Amazon Web Services Resources and Tools - Programming Elastic MapReduce (2014)

Programming Elastic MapReduce (2014)

Appendix A. Amazon Web Services Resources and Tools

Throughout the book, we provided a number of the AWS links and demonstrated the tools. This appendix serves as a snapshot of resources that are useful for planning and building applications utilizing Amazon EMR and various other supporting services and information.

Amazon AWS Online Resources

The examples and information represented costs and services available at the time of writing this book. Amazon regularly adds services, new service options, and competitive pricing. We strongly recommend reviewing the latest information on AWS before starting your project.

The following links and information on Amazon’s AWS site should be helpful in using and understanding the services in this book.

Amazon Web Services (AWS) home page

This is a starting point for learning about Amazon Web Services and signing up for service.

Amazon Elastic MapReduce (EMR)

This is the service home page for Amazon Elastic MapReduce. The site provides a detailed description of Amazon Elastic MapReduce, third-party software installation options, and detailed pricing and configuration information.

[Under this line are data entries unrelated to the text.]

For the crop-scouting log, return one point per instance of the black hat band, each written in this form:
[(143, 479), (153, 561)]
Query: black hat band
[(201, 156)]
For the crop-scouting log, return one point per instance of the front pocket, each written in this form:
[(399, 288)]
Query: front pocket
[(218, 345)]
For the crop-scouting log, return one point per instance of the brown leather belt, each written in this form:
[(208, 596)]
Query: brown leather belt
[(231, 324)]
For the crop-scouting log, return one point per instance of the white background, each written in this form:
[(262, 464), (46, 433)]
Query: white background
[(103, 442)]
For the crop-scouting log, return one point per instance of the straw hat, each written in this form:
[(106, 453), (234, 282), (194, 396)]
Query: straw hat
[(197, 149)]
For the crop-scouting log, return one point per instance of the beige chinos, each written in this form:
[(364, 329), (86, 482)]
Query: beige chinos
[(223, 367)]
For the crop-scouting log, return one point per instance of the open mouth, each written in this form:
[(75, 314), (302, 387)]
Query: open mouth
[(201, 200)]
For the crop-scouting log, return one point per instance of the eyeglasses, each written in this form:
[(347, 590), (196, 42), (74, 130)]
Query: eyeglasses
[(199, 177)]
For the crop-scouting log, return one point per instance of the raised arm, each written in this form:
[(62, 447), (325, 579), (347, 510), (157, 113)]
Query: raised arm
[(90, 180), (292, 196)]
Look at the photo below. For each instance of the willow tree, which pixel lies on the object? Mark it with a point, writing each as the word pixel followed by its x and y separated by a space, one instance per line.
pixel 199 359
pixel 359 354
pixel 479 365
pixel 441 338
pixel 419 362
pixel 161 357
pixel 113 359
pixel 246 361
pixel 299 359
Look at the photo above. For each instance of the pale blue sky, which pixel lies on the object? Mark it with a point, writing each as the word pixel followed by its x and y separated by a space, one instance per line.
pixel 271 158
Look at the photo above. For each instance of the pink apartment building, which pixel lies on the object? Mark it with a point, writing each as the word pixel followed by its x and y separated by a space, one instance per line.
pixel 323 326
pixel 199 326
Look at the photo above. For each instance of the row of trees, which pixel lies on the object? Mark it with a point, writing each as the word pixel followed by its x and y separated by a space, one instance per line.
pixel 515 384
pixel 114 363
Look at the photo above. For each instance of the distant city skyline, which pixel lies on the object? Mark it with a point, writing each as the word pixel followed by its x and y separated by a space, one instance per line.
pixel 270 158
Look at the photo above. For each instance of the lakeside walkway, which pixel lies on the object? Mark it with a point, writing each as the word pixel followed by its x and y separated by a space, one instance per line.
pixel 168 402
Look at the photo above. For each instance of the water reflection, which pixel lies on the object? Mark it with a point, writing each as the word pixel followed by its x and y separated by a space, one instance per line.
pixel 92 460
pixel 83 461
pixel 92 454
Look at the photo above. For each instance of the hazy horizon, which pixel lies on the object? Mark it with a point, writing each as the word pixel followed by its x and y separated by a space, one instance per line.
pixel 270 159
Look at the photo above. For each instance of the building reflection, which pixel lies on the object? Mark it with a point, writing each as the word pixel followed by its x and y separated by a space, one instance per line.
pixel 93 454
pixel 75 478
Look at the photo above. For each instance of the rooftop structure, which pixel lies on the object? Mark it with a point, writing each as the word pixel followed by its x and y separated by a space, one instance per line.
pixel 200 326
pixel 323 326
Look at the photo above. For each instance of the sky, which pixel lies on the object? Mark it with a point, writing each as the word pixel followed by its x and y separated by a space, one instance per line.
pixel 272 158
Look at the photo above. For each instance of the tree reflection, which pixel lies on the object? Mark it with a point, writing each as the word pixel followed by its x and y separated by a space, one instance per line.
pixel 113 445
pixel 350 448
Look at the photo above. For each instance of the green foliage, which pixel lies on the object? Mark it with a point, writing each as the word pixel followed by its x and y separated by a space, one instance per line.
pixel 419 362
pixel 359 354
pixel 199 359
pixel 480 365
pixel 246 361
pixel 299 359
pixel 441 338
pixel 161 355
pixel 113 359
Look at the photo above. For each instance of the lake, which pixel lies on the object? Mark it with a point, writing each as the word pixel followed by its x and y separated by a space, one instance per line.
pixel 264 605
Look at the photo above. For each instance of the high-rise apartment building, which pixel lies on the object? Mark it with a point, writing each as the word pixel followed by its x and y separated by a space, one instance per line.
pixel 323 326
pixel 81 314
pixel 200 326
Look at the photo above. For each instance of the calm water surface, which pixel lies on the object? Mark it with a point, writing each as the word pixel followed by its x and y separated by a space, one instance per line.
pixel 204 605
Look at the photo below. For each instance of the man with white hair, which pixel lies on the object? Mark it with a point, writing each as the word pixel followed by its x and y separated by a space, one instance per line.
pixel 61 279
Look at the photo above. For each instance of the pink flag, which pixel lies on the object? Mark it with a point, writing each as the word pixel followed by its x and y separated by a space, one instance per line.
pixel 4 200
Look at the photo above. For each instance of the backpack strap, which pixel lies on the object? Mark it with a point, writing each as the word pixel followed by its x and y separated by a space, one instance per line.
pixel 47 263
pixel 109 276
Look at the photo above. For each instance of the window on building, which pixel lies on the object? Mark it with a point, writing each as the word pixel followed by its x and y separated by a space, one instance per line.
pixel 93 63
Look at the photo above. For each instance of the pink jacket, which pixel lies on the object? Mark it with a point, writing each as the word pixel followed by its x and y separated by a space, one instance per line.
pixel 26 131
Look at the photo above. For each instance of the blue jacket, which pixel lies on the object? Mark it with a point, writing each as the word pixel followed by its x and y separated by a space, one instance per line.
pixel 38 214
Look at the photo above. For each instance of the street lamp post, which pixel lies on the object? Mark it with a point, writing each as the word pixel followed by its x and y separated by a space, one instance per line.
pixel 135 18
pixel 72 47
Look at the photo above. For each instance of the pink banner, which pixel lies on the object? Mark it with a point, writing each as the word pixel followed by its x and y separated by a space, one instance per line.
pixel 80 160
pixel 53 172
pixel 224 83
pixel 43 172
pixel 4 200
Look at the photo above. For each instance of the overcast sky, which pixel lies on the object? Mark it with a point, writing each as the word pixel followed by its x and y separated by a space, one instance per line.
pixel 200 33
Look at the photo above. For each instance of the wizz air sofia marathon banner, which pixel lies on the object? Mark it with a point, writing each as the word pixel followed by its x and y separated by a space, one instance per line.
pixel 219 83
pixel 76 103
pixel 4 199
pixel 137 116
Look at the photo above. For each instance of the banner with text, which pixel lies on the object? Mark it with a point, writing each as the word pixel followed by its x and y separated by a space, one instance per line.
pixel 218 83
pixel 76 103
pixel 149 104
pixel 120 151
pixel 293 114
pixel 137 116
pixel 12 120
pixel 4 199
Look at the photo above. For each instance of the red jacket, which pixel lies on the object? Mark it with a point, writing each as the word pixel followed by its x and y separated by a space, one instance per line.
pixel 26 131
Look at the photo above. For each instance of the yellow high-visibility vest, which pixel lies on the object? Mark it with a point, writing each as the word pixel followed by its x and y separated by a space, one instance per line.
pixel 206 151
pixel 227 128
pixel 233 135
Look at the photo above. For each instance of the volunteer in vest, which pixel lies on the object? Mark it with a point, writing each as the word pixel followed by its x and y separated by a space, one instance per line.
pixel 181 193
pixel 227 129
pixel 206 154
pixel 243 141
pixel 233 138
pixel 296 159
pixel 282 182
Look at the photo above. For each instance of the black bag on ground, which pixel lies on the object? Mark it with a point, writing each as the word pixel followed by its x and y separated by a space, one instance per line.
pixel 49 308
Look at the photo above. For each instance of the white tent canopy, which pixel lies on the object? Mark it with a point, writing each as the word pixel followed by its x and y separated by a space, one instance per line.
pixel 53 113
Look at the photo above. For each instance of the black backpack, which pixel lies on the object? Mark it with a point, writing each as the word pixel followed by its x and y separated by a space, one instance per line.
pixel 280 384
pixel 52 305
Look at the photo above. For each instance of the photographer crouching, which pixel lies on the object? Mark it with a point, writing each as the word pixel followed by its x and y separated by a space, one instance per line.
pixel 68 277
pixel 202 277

Amazon Elastic Compute Cloud (EC2)

This is the service home page for Amazon Elastic Compute Cloud. The site provides a detailed description of Amazon EC2 and detailed pricing information. Amazon EC2 is used for a number of the source machines and to run tasks separate from Amazon EMR throughout the book.

Amazon Simple Storage Service

This is the service home page for Amazon Simple Storage Service (S3). The site provides a detailed description of Amazon S3 and pricing information. Amazon S3 is used to store input and output data for Amazon EMR data analysis. Many of the scripts and applications used for data analysis are stored in S3, and their S3 location is specified in configuring Amazon EMR Job Flows.

Amazon Glacier

This is the service home page for Amazon Glacier. Amazon Glacier is a low-cost, long-term storage solution for data in the book that may be needed in the future, but is not currently being processed by EMR or reviewed by system users. Amazon Glacier can be used for cost savings compared to online S3 storage.

AWS Data Pipeline

This is the service home page for AWS Data Pipeline. Data Pipeline is used to automate EMR processing and reduce the administrative burden of maintaining an EMR application in AWS.

Amazon AWS Cost Estimation Tools

When one transitions from internal systems to cloud-based solutions like AWS, the discussion almost always comes down to considerations around cost. In Chapter 6, we covered numerous real-world scenarios and estimation techniques to review project costs. In running through the scenarios, we used the following online cost estimation tools to review and compare costs in the scenarios.

Amazon Web Services Simple Monthly Calculator

This online calculator allows you to input the resources you expect to use in AWS and determine the monthly cost of those services. The tool also allows you to “Save and Share” your calculations, and produces a URL that can be given to others on the project team or stakeholders for review.

Amazon Web Services Economics Center

The Economics Center helps you compare the costs of running an application in a traditional data center and running the same application in AWS. This tool can be useful in determining cost savings and comparing available resources inside an organization.

AWS Best Practices and Architecture

Amazon provides a number of critical documents that help organizations start building their applications using best practices. Also, for organizations that use third-party components like Microsoft Windows, Oracle, Red Hat Linux, and others, Amazon provides a number of already configured EC2 instances and information on how to build your own Amazon Machine Images (AMI). The following links at AWS are useful for projects that need this information:

Amazon Architecture Center

This AWS site helps developers review software reference architectures that were designed to make best use of AWS services. The site can be useful in building a new application or transitioning an existing application over to AWS. The information will help the development team build applications in AWS that minimize downtime and optimize scalability and performance.

Amazon Security Center

Security is one of the top reasons many organizations have been hesitant to move their critical systems to cloud service providers like AWS. Amazon provides a great deal of information on the security of AWS and its AWS data centers on this site. Information on how AWS meets the compliance regulations for a number of industry compliance regimes like PCI, HIPAA, and others is also published on this site.

Amazon EC2 Instances

This site demystifies the Amazon EC2 instance sizes of small, medium, large, extra large, and so on, and maps these sizes to their physical equivalents of CPU, memory, and disk space allocations.

Create Your Own AMI

Amazon AWS has many of the common software configurations that many organizations use for applications. However, you may want to build an Amazon Machine Image of special or in-house software so you can instantly start a preconfigured image with your software. This guide provides details on how to build a custom image to run inside EC2 or EMR.

Amazon EMR Distributions

As a developer in Amazon EMR, you must understand what features and APIs are available. Fortunately, Amazon has extensive documentation of all of its AWS services including developer documentation of EMR.

Amazon regularly updates the version of Hadoop and applies patches to integrate Hadoop with AWS infrastructure and services. Table A-1 lists the versions of Hadoop that are supported in Amazon EMR as of the writing of this book.

Table A-1. Amazon-supported Hadoop versions

Hadoop version

Configuration parameters

1.0.3

--hadoop-version 1.0.3 --ami-version 2.3

0.20.205

--hadoop-version 0.20.205 --ami-version 2.0

0.20

--hadoop-version 0.20 --ami-version 1.0

0.18

--hadoop-version 0.18 --ami-version 1.0

To find out the latest supported versions of Hadoop for EMR, visit the Supported Hadoop Versions section of the EMR Developer Guide.